If you’re running your program in the Visual Studio debugger, and you’ve built it in debug mode (the DEBUG build flag is set), you’ll see the output from System.Diagnostics.Debug.WriteLine (and related debug output functions) in the Output window in Visual Studio (typically configured as a tabbed area at the bottom of the Visual Studio window. You can enable the Output window using View | Output. You can quickly switch to the Output window using CTRL-ALT-O (assuming you haven’t changed the default keyboard shortcuts).
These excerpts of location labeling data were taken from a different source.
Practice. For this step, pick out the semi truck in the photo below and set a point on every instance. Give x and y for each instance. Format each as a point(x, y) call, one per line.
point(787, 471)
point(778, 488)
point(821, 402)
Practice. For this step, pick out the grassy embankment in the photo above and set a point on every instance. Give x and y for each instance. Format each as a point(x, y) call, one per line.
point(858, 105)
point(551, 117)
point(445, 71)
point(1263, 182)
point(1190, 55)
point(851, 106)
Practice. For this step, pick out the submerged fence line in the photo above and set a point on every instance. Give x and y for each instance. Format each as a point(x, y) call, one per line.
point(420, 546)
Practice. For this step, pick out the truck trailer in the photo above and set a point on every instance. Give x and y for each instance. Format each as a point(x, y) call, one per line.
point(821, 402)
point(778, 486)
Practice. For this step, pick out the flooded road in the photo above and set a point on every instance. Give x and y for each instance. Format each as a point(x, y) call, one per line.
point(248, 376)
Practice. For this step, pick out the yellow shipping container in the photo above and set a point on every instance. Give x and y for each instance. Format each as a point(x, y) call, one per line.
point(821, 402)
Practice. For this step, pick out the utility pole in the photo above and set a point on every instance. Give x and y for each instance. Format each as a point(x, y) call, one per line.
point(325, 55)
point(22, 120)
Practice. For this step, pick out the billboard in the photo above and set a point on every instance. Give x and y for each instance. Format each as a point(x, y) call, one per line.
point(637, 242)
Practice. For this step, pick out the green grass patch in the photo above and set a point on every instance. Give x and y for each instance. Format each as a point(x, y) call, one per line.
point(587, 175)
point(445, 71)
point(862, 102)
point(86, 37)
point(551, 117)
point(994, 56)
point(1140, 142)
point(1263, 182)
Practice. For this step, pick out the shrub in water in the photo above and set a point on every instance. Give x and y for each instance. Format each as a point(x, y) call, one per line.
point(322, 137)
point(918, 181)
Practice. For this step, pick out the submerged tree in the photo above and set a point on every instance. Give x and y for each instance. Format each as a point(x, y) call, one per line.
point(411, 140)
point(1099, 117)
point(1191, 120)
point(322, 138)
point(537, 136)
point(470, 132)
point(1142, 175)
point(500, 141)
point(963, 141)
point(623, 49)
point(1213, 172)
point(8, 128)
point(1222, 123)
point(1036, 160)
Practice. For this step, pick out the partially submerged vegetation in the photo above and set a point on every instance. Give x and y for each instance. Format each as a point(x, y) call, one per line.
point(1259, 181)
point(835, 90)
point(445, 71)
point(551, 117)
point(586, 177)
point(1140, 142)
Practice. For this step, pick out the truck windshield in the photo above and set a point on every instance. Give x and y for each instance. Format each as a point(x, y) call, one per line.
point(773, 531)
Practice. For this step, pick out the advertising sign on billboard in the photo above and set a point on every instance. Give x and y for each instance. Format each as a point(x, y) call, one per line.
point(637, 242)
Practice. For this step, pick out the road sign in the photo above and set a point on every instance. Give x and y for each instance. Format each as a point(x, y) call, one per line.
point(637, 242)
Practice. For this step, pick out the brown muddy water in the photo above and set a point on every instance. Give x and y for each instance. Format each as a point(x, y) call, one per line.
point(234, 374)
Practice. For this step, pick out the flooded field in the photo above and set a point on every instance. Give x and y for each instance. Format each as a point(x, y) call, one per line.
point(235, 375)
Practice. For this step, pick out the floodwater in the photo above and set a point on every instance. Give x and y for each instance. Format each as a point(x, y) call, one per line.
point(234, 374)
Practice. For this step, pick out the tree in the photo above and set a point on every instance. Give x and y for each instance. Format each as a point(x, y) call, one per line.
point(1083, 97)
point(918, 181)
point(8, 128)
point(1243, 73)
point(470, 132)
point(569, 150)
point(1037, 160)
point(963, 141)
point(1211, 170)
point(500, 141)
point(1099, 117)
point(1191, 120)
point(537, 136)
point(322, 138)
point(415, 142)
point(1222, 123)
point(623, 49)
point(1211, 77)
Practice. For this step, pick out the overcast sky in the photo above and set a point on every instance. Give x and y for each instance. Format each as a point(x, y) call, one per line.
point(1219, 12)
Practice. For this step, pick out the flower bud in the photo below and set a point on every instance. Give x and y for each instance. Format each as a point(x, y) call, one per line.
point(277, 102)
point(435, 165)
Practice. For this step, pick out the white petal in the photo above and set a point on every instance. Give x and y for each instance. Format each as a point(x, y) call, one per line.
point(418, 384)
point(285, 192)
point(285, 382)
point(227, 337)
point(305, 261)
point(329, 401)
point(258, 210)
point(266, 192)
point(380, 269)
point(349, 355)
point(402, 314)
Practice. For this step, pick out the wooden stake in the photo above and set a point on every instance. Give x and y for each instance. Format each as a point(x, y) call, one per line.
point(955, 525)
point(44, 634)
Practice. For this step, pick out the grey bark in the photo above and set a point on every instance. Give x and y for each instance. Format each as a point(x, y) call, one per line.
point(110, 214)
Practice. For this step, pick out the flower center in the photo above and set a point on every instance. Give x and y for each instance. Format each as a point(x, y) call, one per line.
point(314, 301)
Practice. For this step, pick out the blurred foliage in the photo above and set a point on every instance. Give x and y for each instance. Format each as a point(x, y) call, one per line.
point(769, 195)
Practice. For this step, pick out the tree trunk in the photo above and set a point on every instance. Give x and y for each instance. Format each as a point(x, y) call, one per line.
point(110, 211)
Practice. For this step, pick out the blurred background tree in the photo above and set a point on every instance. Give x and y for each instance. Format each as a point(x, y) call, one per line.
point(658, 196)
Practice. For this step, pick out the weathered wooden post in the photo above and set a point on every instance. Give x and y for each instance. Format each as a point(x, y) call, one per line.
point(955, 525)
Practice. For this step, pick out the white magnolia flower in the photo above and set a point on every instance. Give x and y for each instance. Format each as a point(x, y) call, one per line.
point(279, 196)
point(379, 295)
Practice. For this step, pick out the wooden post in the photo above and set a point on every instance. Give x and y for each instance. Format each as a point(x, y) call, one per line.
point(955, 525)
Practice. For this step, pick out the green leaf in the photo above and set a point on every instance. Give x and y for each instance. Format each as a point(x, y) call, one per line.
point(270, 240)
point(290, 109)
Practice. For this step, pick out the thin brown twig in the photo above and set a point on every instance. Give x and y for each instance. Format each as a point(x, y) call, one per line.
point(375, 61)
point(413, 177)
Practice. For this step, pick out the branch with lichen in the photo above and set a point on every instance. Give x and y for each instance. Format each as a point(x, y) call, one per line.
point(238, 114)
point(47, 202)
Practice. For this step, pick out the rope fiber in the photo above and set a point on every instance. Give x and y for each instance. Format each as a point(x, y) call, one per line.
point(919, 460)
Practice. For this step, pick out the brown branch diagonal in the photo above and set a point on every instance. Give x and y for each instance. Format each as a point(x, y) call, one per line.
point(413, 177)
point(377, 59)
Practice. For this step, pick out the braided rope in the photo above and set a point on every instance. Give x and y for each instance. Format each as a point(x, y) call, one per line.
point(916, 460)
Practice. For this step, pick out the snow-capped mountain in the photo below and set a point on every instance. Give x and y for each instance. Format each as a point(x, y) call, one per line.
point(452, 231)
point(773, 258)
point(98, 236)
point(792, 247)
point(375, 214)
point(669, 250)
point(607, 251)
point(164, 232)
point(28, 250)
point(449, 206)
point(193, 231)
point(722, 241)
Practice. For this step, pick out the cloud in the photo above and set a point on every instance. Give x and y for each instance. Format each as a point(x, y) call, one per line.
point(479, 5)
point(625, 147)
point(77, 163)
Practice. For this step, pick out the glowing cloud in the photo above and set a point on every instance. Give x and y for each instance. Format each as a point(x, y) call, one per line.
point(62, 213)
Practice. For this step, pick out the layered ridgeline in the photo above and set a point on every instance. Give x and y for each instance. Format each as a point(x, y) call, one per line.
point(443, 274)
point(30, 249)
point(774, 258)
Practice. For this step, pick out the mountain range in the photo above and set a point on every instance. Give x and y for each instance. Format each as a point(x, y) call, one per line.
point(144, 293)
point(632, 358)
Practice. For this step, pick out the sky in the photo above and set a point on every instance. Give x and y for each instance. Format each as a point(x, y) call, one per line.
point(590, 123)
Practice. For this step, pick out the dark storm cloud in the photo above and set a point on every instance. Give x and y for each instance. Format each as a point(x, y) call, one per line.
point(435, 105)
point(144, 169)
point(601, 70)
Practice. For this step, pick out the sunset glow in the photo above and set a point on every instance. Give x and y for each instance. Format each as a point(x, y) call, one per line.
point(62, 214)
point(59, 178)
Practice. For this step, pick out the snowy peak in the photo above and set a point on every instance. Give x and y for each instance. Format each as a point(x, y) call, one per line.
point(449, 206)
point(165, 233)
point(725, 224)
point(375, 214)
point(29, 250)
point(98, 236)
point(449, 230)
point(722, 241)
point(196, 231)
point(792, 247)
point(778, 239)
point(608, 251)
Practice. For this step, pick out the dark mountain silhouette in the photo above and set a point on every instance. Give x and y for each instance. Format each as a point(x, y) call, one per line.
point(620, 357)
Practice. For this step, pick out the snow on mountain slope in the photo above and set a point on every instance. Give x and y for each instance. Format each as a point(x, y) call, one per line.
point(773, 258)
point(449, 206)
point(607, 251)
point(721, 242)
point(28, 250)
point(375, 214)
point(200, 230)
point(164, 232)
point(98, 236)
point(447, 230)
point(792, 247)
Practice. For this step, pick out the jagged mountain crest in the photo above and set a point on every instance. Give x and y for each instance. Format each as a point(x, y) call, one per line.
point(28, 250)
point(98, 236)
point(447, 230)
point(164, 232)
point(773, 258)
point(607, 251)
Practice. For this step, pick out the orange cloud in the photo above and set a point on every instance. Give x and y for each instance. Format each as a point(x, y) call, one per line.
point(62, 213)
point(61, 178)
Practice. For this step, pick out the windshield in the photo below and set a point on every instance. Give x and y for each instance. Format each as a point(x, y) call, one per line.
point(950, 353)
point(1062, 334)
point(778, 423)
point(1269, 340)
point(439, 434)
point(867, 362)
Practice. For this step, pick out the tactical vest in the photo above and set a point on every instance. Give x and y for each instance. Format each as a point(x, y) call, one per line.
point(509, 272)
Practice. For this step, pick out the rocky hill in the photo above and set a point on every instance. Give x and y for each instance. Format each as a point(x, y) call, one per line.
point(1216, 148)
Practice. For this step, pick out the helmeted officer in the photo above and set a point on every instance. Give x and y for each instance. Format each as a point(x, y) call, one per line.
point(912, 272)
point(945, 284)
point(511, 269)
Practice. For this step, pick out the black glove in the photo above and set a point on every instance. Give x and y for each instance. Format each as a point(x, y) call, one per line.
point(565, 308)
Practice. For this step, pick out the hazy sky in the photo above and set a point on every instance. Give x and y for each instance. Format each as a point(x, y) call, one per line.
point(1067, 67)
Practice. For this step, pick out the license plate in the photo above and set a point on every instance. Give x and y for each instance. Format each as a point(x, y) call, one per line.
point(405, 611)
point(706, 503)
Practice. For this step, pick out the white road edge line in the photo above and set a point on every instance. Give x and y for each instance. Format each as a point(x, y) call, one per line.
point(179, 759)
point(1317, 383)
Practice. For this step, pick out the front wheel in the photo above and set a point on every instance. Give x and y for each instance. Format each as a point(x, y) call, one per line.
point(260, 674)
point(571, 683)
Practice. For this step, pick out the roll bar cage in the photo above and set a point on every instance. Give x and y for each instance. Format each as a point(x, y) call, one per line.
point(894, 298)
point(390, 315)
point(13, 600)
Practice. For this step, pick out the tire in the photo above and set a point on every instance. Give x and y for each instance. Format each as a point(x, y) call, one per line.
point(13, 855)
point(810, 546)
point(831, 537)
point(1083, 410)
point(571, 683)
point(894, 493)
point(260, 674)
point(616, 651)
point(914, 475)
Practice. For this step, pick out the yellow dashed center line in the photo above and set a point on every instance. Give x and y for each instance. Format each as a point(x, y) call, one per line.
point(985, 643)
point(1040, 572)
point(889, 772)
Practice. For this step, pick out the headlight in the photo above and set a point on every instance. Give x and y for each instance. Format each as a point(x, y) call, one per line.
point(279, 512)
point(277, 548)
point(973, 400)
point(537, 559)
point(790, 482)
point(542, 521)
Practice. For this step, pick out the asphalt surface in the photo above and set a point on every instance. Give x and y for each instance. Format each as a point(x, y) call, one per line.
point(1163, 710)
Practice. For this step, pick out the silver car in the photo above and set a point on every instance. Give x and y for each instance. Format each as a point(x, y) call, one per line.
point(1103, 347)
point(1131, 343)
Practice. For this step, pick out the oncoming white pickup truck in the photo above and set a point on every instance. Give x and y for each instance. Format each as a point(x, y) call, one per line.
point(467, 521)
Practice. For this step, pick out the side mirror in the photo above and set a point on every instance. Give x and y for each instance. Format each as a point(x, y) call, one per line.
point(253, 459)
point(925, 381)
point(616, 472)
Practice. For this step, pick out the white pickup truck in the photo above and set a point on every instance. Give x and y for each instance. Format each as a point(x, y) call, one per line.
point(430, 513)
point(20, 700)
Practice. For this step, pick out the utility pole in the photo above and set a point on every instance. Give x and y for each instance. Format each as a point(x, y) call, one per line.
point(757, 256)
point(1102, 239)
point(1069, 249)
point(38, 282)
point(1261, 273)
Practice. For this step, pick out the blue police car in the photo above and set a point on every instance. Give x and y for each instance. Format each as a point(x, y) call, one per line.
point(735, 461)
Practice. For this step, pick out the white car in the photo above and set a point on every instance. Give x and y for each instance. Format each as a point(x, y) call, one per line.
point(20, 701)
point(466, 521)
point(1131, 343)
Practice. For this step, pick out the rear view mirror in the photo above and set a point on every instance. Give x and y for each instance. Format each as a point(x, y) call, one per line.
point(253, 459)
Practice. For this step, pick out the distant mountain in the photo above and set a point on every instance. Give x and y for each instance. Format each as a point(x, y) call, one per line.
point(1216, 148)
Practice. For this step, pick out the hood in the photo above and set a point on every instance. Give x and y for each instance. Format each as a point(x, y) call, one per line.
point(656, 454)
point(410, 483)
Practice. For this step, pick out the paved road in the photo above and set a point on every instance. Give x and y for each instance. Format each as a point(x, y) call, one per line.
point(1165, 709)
Now, debug output may not display in the Output window if you have the Visual Studio option “Redirect all Output Window text to the Immediate Window” checked under Tools | Options | Debugging | General. In this case, debug output will appear in the Immediate window. You can enable the Immediate window using Debug | Windows | Immediate. You can quickly switch to the Immediate window using CTRL-ALT-I (assuming you haven’t changed the default keyboard shortcuts).
The System.Diagnostics.Debug.Listeners property gives you the list of TraceListeners that are monitoring debug output. By default, there is just one entry in this list: System.Diagnostics.DefaultTraceListener. If you want to remove this default listener, you can use the Remove method on the System.Diagnostics.Debug.Listeners collection.
If you’d like to capture/direct the debug output elsewhere, just establish a TraceListener, and add it to the System.Diagnostics.Debug.Listeners collection. For example, to see debug output on the console in a console application, you could say:
TextWriterTraceListener myListener = new TextWriterTraceListener(System.Console.Out); Debug.Listeners.Add(myListener);
From this point onward, you’ll see debug output appear on the application’s console. If you want to send the debug output to a text file, just create a TraceListener for the destination file and add that to Debug.Listeners:
TextWriterTraceListener myListener = new TextWriterTraceListener("myDebugLogFile.txt")); Debug.Listeners.Add(myListener);
Of course, by adding multiple TraceListener objects to Debug.Listeners, you can record debug output in multiple places.
If you’re worried about not missing anything in the debug output, and you’re willing to pay the potential performance penalty, you can set System.Diagnostics.Debug.AutoFlush to true. This will cause a Flush to be performed on every debug output TraceListener after each output operation. The default value of this property is false.
The same goes for output from System.Diagnostics.Trace output methods, assuming the TRACE build flag is set.
DEBUG and TRACE build flags are easily set within Visual Studio. If you’re using the command-line tools, just add /define:DEBUG to set the debug flag, /define:TRACE to set the TRACE flag, or /define:DEBUG;TRACE to set both flags.